GREENSBORO, NC - A state lawmaker and former educator says Guilford County's school system has tapped into a great concept for having teachers and administrators work together more effectively.

North Carolina State Senator Katie Dorsett (second from right) speaks to a team of principals at the Guilford Center for Quality Teaching & Learning™.

Sen. Katie Dorsett, a member of the General Assembly's Joint Education Oversight Committee, met with principals who participated in the Guilford Center for Quality Teaching & Learning's QTL™ program. As the principals raved about their teachers' progress after completing the program, Dorsett came away singing the praises of collaboration in schools.

"I think the thing I was most impressed with was the composition (of participant and collaborative teams) - having principals and administrators and teachers all working together," she says. "It just made technology come alive to me. I have never seen that grouping, or at least have never seen it work as well."
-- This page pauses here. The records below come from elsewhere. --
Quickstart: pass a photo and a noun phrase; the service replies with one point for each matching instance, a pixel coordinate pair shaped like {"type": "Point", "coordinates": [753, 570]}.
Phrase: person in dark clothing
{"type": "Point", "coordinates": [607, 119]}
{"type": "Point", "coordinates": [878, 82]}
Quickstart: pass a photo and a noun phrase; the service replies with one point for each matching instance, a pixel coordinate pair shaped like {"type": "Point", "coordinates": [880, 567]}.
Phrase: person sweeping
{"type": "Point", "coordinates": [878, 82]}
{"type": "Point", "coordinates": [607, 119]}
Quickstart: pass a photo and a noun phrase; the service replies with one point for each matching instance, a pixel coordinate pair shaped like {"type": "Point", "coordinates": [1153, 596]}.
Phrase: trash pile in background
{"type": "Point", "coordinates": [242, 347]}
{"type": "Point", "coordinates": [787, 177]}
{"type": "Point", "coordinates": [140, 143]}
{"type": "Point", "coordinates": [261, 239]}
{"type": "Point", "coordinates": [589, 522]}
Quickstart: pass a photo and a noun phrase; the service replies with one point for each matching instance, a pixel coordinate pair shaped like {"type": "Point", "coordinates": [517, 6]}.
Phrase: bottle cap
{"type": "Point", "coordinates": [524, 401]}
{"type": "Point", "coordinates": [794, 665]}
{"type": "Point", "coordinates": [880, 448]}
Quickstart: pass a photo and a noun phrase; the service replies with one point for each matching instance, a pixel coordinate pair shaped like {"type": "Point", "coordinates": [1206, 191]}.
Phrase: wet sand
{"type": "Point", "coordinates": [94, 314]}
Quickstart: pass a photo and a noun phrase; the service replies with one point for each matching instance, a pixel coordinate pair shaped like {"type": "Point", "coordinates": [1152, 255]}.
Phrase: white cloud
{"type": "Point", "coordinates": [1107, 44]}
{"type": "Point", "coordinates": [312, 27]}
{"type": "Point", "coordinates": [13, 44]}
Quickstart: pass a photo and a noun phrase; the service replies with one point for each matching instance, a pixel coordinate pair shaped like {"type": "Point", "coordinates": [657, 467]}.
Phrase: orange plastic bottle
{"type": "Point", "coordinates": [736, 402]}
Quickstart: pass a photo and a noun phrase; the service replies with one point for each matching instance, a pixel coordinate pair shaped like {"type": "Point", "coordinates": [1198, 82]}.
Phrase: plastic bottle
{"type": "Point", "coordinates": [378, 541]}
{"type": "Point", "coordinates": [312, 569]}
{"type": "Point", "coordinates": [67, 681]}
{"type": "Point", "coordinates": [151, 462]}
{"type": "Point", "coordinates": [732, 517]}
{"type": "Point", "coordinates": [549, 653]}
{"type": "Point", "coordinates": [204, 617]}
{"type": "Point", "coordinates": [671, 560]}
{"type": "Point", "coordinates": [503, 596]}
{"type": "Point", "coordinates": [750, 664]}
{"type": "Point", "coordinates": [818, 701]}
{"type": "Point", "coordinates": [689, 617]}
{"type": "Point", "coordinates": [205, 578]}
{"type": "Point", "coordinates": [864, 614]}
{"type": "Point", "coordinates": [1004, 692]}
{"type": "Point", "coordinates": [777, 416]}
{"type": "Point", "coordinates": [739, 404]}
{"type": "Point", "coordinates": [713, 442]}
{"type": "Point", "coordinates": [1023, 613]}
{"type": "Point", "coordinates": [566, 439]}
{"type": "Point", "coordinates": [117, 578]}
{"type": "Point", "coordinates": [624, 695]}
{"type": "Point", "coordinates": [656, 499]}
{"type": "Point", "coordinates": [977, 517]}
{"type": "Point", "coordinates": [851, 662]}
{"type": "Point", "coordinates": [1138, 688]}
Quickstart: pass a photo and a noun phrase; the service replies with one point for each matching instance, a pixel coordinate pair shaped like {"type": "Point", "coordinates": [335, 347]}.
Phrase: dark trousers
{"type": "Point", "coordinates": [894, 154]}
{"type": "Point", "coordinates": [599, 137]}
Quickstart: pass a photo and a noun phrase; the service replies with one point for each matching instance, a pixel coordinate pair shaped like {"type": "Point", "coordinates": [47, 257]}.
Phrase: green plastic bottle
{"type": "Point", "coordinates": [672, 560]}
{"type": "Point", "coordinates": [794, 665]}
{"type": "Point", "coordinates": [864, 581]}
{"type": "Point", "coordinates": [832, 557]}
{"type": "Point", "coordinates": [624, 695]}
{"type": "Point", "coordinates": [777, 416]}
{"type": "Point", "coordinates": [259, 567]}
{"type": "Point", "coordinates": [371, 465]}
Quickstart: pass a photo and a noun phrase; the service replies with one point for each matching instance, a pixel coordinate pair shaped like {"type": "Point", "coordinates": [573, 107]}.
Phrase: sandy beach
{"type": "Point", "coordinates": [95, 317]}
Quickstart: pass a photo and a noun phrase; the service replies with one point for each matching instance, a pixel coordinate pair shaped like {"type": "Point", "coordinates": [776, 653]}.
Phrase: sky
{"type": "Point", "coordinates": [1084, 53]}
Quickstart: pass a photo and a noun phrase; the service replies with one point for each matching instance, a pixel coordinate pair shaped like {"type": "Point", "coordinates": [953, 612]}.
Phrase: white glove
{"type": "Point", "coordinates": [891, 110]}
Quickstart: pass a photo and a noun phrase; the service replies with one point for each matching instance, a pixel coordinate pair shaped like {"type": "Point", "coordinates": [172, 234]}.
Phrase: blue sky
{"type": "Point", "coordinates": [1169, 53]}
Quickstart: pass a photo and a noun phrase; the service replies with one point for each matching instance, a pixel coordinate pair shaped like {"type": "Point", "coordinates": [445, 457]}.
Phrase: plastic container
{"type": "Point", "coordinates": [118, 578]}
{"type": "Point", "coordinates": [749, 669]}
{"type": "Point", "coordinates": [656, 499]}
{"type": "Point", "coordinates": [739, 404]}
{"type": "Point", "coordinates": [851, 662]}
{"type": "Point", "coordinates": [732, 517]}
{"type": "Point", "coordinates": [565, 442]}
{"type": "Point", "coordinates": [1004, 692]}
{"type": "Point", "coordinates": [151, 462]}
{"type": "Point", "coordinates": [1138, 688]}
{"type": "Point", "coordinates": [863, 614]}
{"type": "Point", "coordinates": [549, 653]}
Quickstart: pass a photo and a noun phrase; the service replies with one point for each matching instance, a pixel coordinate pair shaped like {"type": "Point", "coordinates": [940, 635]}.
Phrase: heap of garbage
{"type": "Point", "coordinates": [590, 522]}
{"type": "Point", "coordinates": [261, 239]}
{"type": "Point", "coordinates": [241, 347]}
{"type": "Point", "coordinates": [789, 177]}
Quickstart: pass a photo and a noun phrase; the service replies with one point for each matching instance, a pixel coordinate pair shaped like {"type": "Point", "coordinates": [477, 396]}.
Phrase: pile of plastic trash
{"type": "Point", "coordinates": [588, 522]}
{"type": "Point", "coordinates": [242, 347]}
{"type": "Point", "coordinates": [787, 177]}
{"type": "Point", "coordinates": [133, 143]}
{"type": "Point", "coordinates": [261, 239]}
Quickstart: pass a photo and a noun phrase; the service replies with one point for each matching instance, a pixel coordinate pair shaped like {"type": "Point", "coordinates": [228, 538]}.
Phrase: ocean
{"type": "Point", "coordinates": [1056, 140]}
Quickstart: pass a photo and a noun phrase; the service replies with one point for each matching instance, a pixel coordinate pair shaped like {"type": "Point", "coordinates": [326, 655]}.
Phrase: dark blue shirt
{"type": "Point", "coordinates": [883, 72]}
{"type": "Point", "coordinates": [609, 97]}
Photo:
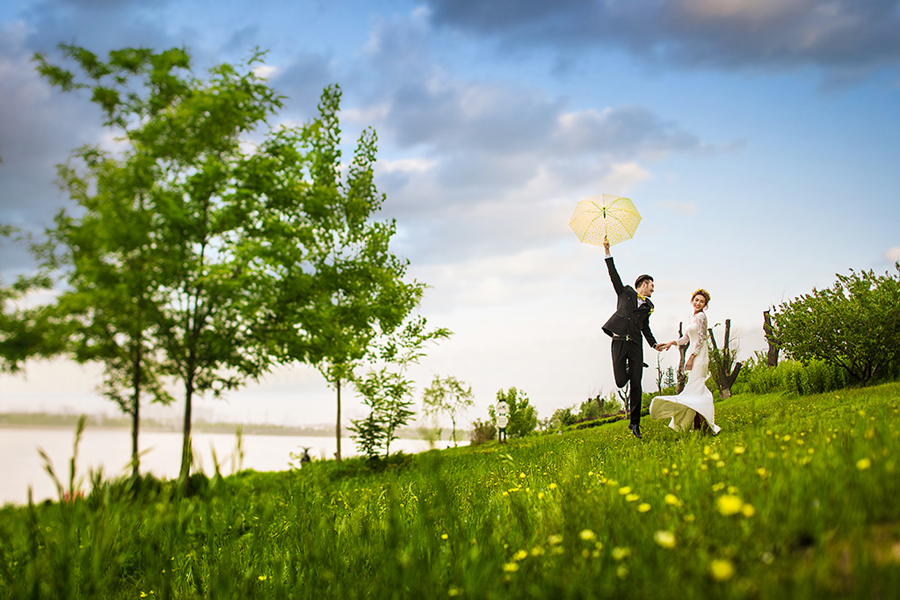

The Guilford County Center for Quality Teaching and Learning, now in its second year, helps teachers and administrators incorporate research-based educational strategies with technology to achieve more effective student learning.

QTL™ prepares teachers to use technology in conjunction with research-based teaching strategies in order to engage every child in the classroom. Educators attend the intensive 7-day professional development program in small teams, then plan and execute collaborative projects in their schools. Guilford County requires that principals attend a 3-day version of the program before their teachers can participate.

Guilford County's director of instructional technology, Zelia Frick, says requiring principals to get a taste of the program before they send their teams has been a key to success. She says principals are more supportive when they understand what their teachers will be doing and how it will help them learn to reach every student in the classroom. And teachers encourage the principals to attend so they will be able to participate.

"Word of mouth is the thing," Frick says. "It's working so well that people are talking about it and wanting to come take part in it."

Sedalia Elementary School principal Jennifer C. Topper says the QTL program has had a significant impact there. Two teams composed of teachers, the media specialist and the technology assistant attended QTL this year.

"For the first time in this schol's history," Topper says, "students are actively engaged in curriculum-integrated technology on (at least) a weekly basis, and it is changing the way our teachers look at teaching. I have witnessed the 'best teaching practices' modeled during QTL training being increasingly practiced in the classrooms, and the resulting increase in increased academic learning time for our students."

Sen. Dorsett, a retired educator who taught at North Carolina A&T and then spent a decade as a state Cabinet member, calls the program "wonderful" and says she is encouraged by that type of understanding at the administrative level.

"As an administrator I always felt that first of all, the administrators don't know it all," Dorsett says. "Sometimes they have to act and make decisions on information that they haven't worked with. This program creates a healthy respect by teachers, knowing their administrators are right there working with them, understanding what they do."